私も、昨年末は25日に保釈申請を出しましたが、27日に却下されたので、その日の午後に更に抗告を出しました。抗告審は、こちらが急かすまでもなく、その日のうちに光の速さで抗告を棄却してきました。いつもよりも早い判断に、裁判官も仕事納めの日に極力残業したくなかったのだろうなあ、と思ったものです。
あるいは、土日に保釈申請を出したら当直裁判官に当たってしまう、当直裁判官にはとりあえず無難に却下しておけばいいと思われるかも、それくらいなら月曜に出して余裕のある状況で判断してもらった方が結果的に被告人のためになるのではないか、と考えてしまうこともあります。
だからこそ、愛知の件は快挙だと思ったわけです。
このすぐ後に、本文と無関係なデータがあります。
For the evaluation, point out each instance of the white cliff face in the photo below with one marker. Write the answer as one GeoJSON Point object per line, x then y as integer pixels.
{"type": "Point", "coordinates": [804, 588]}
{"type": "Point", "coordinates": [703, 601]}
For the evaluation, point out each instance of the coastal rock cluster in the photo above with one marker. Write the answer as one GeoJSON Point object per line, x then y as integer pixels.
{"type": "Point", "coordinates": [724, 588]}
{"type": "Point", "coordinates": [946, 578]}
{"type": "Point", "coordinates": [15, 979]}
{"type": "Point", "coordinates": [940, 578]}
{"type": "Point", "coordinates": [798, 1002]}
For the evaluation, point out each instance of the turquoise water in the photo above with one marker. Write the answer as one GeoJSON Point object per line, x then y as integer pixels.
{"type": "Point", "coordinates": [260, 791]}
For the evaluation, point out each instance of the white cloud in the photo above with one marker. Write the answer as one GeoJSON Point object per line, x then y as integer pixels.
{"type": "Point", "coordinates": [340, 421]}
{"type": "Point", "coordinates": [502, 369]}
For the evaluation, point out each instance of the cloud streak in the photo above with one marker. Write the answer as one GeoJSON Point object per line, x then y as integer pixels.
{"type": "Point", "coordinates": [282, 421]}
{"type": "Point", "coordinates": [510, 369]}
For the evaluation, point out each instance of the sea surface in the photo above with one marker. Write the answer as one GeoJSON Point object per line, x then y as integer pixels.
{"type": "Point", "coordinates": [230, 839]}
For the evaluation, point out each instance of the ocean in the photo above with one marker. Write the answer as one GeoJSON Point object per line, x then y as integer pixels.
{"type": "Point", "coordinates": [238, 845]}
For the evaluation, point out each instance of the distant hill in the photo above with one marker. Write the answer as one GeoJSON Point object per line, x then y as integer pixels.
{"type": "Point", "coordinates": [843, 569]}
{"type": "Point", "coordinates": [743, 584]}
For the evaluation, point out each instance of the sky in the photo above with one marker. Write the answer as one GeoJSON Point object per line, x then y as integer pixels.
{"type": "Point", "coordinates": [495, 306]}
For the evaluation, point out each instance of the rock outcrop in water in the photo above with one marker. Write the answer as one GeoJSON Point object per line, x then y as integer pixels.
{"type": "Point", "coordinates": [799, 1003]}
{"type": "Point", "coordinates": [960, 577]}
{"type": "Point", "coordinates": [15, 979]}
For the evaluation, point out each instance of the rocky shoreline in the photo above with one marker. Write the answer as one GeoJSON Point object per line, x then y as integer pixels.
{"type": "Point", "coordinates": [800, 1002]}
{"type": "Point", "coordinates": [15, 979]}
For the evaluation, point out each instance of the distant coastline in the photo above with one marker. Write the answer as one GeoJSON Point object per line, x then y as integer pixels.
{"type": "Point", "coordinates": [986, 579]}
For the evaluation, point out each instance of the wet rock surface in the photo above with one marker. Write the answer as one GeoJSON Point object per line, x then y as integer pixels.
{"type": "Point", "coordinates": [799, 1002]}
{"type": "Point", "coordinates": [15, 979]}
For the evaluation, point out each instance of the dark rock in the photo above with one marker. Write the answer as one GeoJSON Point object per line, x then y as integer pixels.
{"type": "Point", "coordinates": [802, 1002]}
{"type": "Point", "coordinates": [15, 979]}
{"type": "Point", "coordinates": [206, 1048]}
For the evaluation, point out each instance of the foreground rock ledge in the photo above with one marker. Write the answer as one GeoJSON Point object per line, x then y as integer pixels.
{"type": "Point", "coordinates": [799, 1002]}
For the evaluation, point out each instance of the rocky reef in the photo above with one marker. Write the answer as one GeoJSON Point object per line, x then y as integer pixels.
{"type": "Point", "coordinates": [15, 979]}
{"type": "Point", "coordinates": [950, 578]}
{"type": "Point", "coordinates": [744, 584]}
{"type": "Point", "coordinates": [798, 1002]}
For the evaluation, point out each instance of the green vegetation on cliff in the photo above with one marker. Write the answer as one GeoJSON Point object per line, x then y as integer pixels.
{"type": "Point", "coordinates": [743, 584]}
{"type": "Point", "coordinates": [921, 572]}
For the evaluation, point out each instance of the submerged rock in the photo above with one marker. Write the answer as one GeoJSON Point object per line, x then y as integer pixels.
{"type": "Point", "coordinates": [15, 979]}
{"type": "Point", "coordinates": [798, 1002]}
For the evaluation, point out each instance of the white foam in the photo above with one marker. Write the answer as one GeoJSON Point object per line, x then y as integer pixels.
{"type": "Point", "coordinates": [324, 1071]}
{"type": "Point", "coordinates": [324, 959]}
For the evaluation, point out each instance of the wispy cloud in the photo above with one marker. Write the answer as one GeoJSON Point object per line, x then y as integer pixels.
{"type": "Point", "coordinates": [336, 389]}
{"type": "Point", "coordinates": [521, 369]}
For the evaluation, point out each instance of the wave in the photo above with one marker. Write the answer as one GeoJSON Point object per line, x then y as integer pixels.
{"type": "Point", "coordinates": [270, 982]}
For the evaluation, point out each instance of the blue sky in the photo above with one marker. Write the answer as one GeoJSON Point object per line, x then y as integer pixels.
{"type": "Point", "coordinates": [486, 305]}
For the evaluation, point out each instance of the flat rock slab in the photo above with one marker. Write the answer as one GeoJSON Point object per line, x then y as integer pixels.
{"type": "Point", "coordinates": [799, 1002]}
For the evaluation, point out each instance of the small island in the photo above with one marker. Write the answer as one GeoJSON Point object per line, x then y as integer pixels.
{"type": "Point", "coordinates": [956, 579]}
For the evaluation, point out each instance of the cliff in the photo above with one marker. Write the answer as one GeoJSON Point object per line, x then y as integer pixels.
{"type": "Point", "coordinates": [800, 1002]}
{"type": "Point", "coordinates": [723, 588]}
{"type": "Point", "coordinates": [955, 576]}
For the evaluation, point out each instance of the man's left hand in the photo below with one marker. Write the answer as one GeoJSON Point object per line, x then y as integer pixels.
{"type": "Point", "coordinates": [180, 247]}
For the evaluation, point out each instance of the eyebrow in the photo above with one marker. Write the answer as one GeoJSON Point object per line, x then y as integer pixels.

一度は10日間判断を放置するつもりだった裁判官に、年内に決定を出させるだけの働きかけを行い、しかもこれによって仮に内心反感を抱かれようとも、裁判官が保釈を出さざるを得ないだけの材料を揃えて自信を持ってアピールする、という姿勢が弁護人には大事なのでしょう。
それにしても、日本は保釈が出ない国ですね。逃亡や罪証隠滅要件について、実質的な可能性どころか机上の空論すら失われるまで保釈しないのではなく、仮にその机上の空論と思われたことが現実化したときは、事後的に重罰を科すことで十分ではないでしょうか。